To win freedom for - and establish this Great country.
He did not do it to have it now turned over to despots and enemies of freedom.
They who are enemies of freedom, are enemies of GOD.
And GOD will protect and preserve this country and Freedom again - IF WE fight, even if we may have to fight as hard and as long as Washington did.
Freedom isn't free - but it IS OURS if we fight for it - and if we fight for it, GOD will be at our side.
The story is believable, but attempts to verify it have not produced satisfactory results, to my knowledge. http://message.snopes.com/showthread.php?t=16064
There postulations are mad up from pretty thing air and a lot of presupposing on their part of knowing what people - or how LITTLE, in their esteemed estimation from this 200-year old vantage point, people back 200+ years ago would know.

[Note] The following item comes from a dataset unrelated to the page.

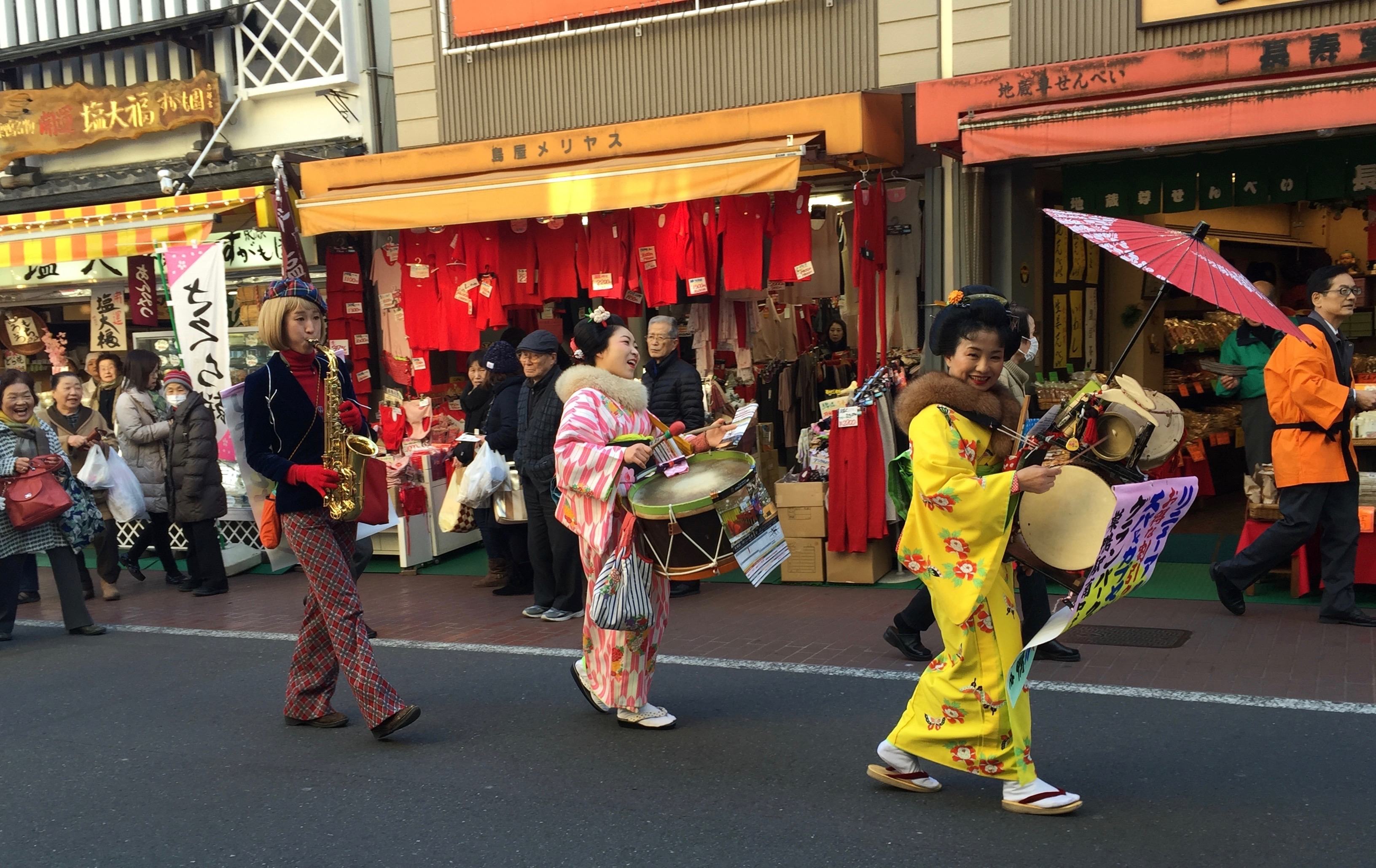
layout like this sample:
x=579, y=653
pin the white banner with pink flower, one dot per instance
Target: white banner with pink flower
x=1144, y=518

For example, they speculate that the Indians would've had no way to know who Washington was. Poppycock.
Read your histories - they are resplendant with such battles and names and minute details, going back thousands of years...
No, the story is not believable.
It’s wonderful hagiography. Hagiography serves a valuable role. I admire and respect George Washington. We should honor him. Glowing, positive stories about him should be in school textbooks, and aren’t.
But this story is not believable. My professional historian’s antennae went up as I read it. The critiques on the Snopes site are all quite proper. The story comes from a play, a clear work of fiction, intended to be understood as a work of fiction, by Washington’s step-descendent, ______ Custis. In other words, when it was first told, it was told as fiction. But the realization that it was fiction got lost over time.
I know they lean port side, but one or more made the point that he could have been recognizable, and some tried to research it.
Ping
I tend to agree with you. However, it should be possible to confirm whether a letter from Washington exists containing the words attributed to him:
As I have heard since my arrival at this place, a circumstantial account of my death and dying speech, I take this early opportunity of contradicting the first and of assuring you that I have not as yet composed the latter. But by the all-powerful dispensations of Providence I have been protected beyond all human probability or expectation; for I had four bullets through my coat, and two horses shot under me yet escaped unhurt, although death was leveling my companions on every side of me!
If this quotation is authentic, the story is still remarkable, even without the later embellishments.
Got a couple of old indian fighters in my lines, too. Virginia, Richard and Joshua Cox/Cocke, descendants of the Irish Sir Richard Cox, III. A number of their descendants married indians. Just business, nothing personal, I guess.
Letter is in the Library of Congress, quote here...
http://www.loc.gov/teachers/classroommaterials/connections/george-washington/langarts.html
George Washington to John Augustine Washington, July 18, 1755
http://memory.loc.gov/cgi-bin/query/r?ammem/mgw:@field(DOCID+@lit(gw010115))
I don’t question the four bullets through his coat and two horses shot out from under him. No problem. And yes, that’s a powerful story.
It could have been left there and served a valuable purpose.
But that’s not the story told in this tract. Call it embellishment if you wish, but whopping embellishment—that’s what catches the critical eye. This story simply crosses the line into incredulousness.
George Washington to John Augustine Washington, July 18, 1755
bttt
Upon my next visit to Mount Vernon, I'm going to ask the experts there what happened to his bullet-ridden coat. If you were him, wouldn't you have kept it?
Any FReepers have an answer? Also, does anyone know if this fact is back in the textbooks in Texas?